After working for years, Gerry went back to school in his thirties, earning an associate degree from Long Beach City College and then a bachelor’s in psychology from the California State University, Long Beach. Shortly before his death, he finished his first semester of a master’s program in therapy and counseling at the Chicago School of Professional Psychology.

He hoped to one day be a school counselor and even talked about starting a youth center, said Cross, Gerry’s friend since high school.

“I was proud of Gerry,” she said. “I'm glad that he got to that point where he started to know himself better and know what he wanted to do for what was supposed to be the rest of his life.”

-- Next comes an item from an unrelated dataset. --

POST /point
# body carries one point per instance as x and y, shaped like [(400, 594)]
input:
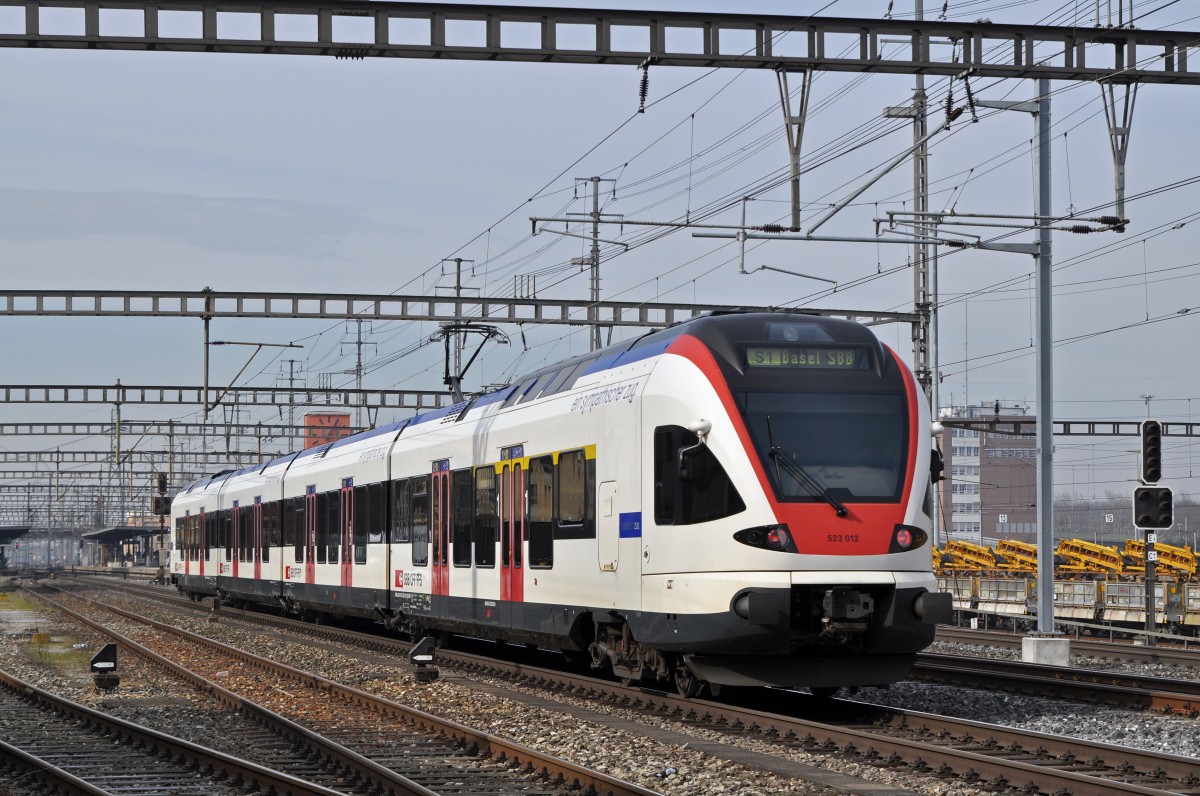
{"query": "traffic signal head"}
[(1151, 452), (1152, 508)]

Losing Gerry amid a surge of COVID-19 cases, at a time when it’s been unsafe for friends and family members to be together, has made his death all the more devastating, his loved ones said. Gerry faced a higher risk of developing a severe illness from the coronavirus because he had diabetes, a reality that his friends and family said he took seriously. “We were both working hard to stay as virus-free as possible,” Cross said.

The day before Gerry died, she sent a group text to him and other friends, wishing everyone a merry Christmas and expressing relief that they had all stayed healthy throughout the pandemic. She didn’t know at the time that Gerry was sick.

“I joked with our group, saying, ‘Man, I'm so glad that we all made it through 2020,’ and it's crazy because we didn't,” Cross said.

Since Gerry’s death, two other Rangel family members, a cousin and an uncle, have died of COVID-19. They believe all three were infected separately.

“Our family is living through a nightmare,” Alvarez said. “I feel like I'm walking in fog, like this isn’t real. This is stuff that you see on the news and isn't going to happen to you, but it's happening. We’re living it, and it’s something that we’re going to have to live with the rest of our lives.”

Now, they hope others will heed the calls to wear a mask, keep socially distancing, and stay home as much as possible, even as California allows some businesses to reopen and group activities to resume.

“We never thought we would have got it. We all got it, and unfortunately we had a brother that passed away,” Oscar said. “It's just so easy to get it. It just happened so quick. All these people are saying it's fake or it's not real or it's not going to happen to me, but it’s happening. This is real.”